In God’s providence, I also had two previously planned trips that I took in the first few weeks after losing my future job. The first was to visit my sister and brother-in-law in Florida, and it was so refreshing to just sit and de-stress. I was able to spend more time in the Word and pray, and also just sit in the presence of God and cast my anxieties on Him.

Directly after getting back from Florida, I went up to Estes Park for the yearly Capstone event put on by Unbound (my alma mater). It was perfect timing. I’d just spent a week relaxing, de-stressing, and unraveling my mind in God’s presence, now I was in the presence of people I respected greatly who I could talk through my situation with. That event—every talk, every conversation—felt God appointed to encourage and strengthen me to hope in Him again. It was refreshing in a different way.

Coming home, I felt lighter and closer to God.

But while I was in Estes Park, that was when the freeze the killed the tree leaves happened. On the whole, I was doing better, but my situation still hadn’t changed. I had been able to release the weight of it all for two weeks, but now it was all staring me in the face again. And I was taking my daily walk surrounded by many large metaphors for the state of my life.

At Capstone, Jonathan Brush (Unbound’s CEO) had encouraged me to be honest in my prayers to God. Even telling God that I was trying to believe that He is good, but the circumstances He was allowing was making it really difficult to do so. So as I walked through those dead trees, I cried and prayed honest prayers. And I wondered if there was hope for redemption in any of these situations.

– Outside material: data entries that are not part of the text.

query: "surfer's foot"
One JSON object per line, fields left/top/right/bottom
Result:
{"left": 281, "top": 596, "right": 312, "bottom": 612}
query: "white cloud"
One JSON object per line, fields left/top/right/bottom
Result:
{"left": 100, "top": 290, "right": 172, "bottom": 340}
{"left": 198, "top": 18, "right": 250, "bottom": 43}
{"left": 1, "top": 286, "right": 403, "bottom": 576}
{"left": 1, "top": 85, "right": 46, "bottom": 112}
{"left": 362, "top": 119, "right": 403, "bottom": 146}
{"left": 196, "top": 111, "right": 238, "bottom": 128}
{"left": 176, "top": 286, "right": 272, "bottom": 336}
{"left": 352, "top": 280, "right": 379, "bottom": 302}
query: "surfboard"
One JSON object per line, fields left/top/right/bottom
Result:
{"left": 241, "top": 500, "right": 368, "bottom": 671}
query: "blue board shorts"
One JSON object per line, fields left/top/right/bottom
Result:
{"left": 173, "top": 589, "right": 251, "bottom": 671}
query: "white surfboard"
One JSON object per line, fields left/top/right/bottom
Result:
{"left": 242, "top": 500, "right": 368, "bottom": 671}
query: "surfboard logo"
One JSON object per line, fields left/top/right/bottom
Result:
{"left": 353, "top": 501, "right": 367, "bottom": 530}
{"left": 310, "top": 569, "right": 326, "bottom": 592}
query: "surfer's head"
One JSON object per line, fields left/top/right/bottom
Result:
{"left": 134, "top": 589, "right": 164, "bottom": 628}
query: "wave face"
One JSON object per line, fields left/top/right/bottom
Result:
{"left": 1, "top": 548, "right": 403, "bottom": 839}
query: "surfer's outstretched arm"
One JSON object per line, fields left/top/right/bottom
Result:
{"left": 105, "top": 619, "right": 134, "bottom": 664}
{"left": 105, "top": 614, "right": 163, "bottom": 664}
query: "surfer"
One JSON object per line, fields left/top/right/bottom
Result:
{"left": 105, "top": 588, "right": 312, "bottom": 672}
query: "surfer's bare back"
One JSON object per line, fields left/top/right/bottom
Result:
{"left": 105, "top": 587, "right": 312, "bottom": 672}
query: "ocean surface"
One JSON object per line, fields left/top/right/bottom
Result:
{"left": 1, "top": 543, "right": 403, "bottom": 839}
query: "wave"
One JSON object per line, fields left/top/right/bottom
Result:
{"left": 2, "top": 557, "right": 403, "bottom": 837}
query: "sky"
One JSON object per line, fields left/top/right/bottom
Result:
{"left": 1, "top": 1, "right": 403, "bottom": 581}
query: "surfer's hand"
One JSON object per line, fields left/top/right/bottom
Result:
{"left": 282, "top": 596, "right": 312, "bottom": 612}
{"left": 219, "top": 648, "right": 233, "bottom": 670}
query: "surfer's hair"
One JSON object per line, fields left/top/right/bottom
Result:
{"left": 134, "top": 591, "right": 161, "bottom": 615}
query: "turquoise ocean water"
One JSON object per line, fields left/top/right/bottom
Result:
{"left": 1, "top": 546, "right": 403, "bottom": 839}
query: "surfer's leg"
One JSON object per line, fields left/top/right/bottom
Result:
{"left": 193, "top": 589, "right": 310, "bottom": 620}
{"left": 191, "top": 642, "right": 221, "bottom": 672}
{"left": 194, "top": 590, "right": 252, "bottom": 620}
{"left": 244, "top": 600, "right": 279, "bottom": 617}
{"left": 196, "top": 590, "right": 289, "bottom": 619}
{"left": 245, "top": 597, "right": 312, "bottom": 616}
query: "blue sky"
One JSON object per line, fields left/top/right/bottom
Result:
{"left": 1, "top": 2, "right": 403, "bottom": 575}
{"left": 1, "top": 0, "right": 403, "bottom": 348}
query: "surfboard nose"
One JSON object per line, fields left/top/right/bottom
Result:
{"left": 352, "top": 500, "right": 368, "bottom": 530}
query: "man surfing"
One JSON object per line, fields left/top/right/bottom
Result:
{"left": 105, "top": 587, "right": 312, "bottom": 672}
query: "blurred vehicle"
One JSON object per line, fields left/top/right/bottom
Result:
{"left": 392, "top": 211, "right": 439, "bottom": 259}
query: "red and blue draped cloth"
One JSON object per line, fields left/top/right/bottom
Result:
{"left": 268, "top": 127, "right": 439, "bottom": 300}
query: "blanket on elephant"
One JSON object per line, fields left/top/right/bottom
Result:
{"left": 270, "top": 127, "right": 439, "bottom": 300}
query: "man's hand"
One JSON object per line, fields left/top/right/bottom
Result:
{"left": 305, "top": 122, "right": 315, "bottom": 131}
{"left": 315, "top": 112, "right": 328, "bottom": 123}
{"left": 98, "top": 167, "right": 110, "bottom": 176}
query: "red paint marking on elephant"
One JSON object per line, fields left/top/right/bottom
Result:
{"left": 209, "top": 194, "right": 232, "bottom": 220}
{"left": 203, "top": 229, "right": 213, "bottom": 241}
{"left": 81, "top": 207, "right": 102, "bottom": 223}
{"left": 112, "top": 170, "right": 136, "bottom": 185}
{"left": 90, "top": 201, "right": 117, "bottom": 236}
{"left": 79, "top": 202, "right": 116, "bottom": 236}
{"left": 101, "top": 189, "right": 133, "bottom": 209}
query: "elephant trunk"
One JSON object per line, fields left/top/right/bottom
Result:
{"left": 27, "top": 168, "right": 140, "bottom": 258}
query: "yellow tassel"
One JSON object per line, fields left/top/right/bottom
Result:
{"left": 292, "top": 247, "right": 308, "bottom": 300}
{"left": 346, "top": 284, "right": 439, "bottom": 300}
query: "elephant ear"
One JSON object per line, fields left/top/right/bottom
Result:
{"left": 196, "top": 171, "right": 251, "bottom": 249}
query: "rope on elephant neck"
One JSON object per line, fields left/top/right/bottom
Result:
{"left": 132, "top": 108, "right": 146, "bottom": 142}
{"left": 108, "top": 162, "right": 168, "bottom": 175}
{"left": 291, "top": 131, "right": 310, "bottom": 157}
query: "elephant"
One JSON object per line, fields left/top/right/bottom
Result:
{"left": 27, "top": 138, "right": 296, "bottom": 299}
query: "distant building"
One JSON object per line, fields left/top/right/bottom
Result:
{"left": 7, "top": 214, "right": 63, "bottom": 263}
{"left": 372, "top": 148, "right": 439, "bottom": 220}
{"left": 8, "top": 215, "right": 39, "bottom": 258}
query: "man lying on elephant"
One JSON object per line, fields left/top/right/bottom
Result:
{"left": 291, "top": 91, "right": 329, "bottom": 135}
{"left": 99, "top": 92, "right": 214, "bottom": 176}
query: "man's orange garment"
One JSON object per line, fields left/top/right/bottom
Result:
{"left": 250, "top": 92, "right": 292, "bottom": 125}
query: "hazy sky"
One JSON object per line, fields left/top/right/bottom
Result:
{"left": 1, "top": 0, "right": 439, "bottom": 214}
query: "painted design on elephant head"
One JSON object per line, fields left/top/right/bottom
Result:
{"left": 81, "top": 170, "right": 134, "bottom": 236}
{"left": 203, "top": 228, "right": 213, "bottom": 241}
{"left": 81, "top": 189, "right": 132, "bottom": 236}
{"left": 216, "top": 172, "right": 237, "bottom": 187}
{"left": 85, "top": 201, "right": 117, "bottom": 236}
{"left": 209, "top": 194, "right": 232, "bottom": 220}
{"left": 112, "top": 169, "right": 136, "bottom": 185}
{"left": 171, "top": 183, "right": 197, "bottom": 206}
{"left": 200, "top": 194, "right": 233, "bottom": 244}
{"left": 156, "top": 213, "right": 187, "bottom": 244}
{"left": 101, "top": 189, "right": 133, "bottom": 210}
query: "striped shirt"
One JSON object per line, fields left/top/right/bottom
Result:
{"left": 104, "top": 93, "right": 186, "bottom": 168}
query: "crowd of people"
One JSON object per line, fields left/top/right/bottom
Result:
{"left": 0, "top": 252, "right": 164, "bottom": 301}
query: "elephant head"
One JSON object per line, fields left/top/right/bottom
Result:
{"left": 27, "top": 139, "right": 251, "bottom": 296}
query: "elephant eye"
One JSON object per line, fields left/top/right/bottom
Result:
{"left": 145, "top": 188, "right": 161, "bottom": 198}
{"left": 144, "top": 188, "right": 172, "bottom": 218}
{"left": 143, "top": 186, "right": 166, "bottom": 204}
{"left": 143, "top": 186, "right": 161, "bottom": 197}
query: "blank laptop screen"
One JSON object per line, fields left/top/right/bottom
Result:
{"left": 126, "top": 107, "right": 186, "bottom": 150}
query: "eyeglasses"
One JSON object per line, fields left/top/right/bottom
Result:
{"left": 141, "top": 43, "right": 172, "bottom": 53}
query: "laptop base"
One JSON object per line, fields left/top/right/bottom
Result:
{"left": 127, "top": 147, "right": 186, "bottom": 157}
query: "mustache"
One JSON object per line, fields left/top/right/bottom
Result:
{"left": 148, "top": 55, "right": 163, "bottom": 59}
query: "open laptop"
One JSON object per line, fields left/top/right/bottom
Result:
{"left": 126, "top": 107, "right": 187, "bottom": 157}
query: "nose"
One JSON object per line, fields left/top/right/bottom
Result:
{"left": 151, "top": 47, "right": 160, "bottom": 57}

Then, almost a month later, I began to see what I had only hoped could happen. Little green leaves were starting to come out on those “dead” trees.

The dead, shriveled leaves were still there, but new growth was happening beside and around them. It truly felt like a miracle!

And now, as I walk around the neighborhood, I’m almost sobbing as I see the miraculous redemption of what felt like thousands of hopeless circumstances. A thought even came to mind (maybe from God?), that these trees are even more beautiful than the ones that leafed out normally. They hold the scars of the difficult time they went through, but they even more triumphantly bear the verdant proof of resilience and new life. And I couldn’t help but think that God was continuing to use these trees as a metaphor for my life, to show me that, in Him, redemption is always possible—no matter how dire the circumstances.

My situation still hasn’t changed. I’m still mourning my grandma, worried about my dad’s health (and mine), and without a full time job. And I still have hard days when the weight of it all threatens to crush me. But, by God’s grace, I also have more hope in Him than I have had for a very long time. He is teaching me so much (and honestly each deserves its own blog post), but the biggest lesson I think He is impressing on me is that He really just wants *me*. He wants me to be closer and in deeper communion with Him. For at the end of the day, He is the real prize anyway.

So I’ll leave off this tale here for now. Like most tales of redemption, it’s caught in the midst of the “already but not yet.” And I’m learning that is the real tension of redemption. Hopefully I’ll write a part 3 to this later, and be able to share how God has worked the redemption in my life. In the meantime, I’ll try to tease out into words some of the things that He has been teaching me.